A lot of the jazz world has taken August off, whether to take part in the major European festivals or to just chill out with a book on a beach, but there are still some intrepid folk prepared to stay at home to entertain us.
Trumpeter Bryan Corbett is back to full strength after a long illness, and brings his band into Brindley Place where Jazzlines moves its Free Jazz session to an al fresco setting.
The classic Corbett Quartet with Levi French on piano, Ben Markland on bass and Neil Bullock on drums has brought Birmingham jazz audiences untold pleasure down the years, so it is great to have the band back again, with Marcus Byrne now on piano.
The music starts at 5pm tomorrow and there is more at www.thsh.co.uk
The path from there out to Balsall Heath should become a well-worn one on Friday evenings, because The Ort Cafe offers a most rewarding programme in its intimate, friendly and relaxed room. Tomorrow Ort jazz organiser Tymek Jozwiak is behind the drums with Mike Fletcher on saxophone and flute, and Olie Brice on double bass.
Jozwiak and Fletcher are busy and flexible players on the Birmingham scene, while Brice is based in London and favours the freer end of the jazz spectrum, so we can expect some excitement from a relatively chord-free, melody-driven trio.
The music starts at 8.30pm and entry is £5 (£3) on the door. More at www.blambirmingham.co.uk
On Saturday evening the action moves to Shropshire, with a rare appearance in this neck of the woods by the David Rees-Williams Trio.
David is on piano with Neil Francis on bass guitar and Phil Laslett on drums and, amazingly, they have been together since 1988. Their repertoire centres around jazz versions of classical themes, with their interpretation of Purcell’s When I Am Laid In Earth aria from his opera Dido & Aeneas a particular favourite.
They are playing this weekend as part of the Church Stretton Festival in Church Stretton School.
The gig starts at 7.30pm and entry is £16 (£8 for children). There is more at www.strettonfestival.org.uk
And, of course, for three days jam-packed with jazz from all over the world, the place to be is amid the picturesque Brecon Beacons.
The Brecon Jazz Festival runs from tomorrow until Sunday and my choice gigs are as follows:
Tomorrow: Pianist Jason Rebello makes a very welcome return to jazz with Troy Miller on drums and Karl Rasheed-Abel on bass (both just back from touring with Laura Mvula), Paul Stacey on guitar and Joy Rose on vocals; Norwegian trumpeter Nils Petter Molvaer in collaboration with Biosphere, who is electronic musician Geir Jenssen.

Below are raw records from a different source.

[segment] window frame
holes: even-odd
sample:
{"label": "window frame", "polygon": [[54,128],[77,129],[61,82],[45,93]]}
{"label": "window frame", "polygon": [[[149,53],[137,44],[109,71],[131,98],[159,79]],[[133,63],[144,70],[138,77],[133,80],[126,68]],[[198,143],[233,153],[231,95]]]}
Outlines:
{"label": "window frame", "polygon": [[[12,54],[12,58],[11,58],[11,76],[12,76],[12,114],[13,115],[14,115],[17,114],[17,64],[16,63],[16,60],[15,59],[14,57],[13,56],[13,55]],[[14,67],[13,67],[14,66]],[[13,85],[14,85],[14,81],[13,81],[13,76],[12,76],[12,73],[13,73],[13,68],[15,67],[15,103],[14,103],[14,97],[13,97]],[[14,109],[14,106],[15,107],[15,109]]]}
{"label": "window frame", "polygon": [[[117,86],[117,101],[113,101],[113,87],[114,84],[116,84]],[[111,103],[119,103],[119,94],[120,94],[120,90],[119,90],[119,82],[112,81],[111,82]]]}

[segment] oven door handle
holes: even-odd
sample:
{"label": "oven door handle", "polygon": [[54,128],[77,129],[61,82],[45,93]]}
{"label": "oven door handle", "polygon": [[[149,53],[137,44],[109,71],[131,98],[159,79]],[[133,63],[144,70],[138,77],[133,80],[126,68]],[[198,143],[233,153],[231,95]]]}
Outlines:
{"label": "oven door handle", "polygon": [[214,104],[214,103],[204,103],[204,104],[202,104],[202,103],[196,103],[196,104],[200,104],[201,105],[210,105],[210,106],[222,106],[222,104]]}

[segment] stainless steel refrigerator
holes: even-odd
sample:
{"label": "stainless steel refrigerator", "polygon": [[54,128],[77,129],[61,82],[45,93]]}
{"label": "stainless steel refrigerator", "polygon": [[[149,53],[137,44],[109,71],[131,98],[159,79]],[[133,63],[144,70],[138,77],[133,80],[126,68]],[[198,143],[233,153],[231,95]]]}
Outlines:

Saturday: Two of the finest piano trios in the world, both Anglo-Scandinavian, can be heard back to back with Phronesis on first and Django Bates’ Beloved following them. I know we don’t recognise jazz as a competitive entrerprise, but no one is going to convince me that these musicians won’t be feeling the pressure.
Sunday: The Impossible Gentlemen are the obvious headliners as they establish themselves as one of the most important bands around, while the John Surman Trio and the folk-jazz trio Quercus offer the other major temptations. Young trumpeter Laura Jurd is also on hand with her Quartet.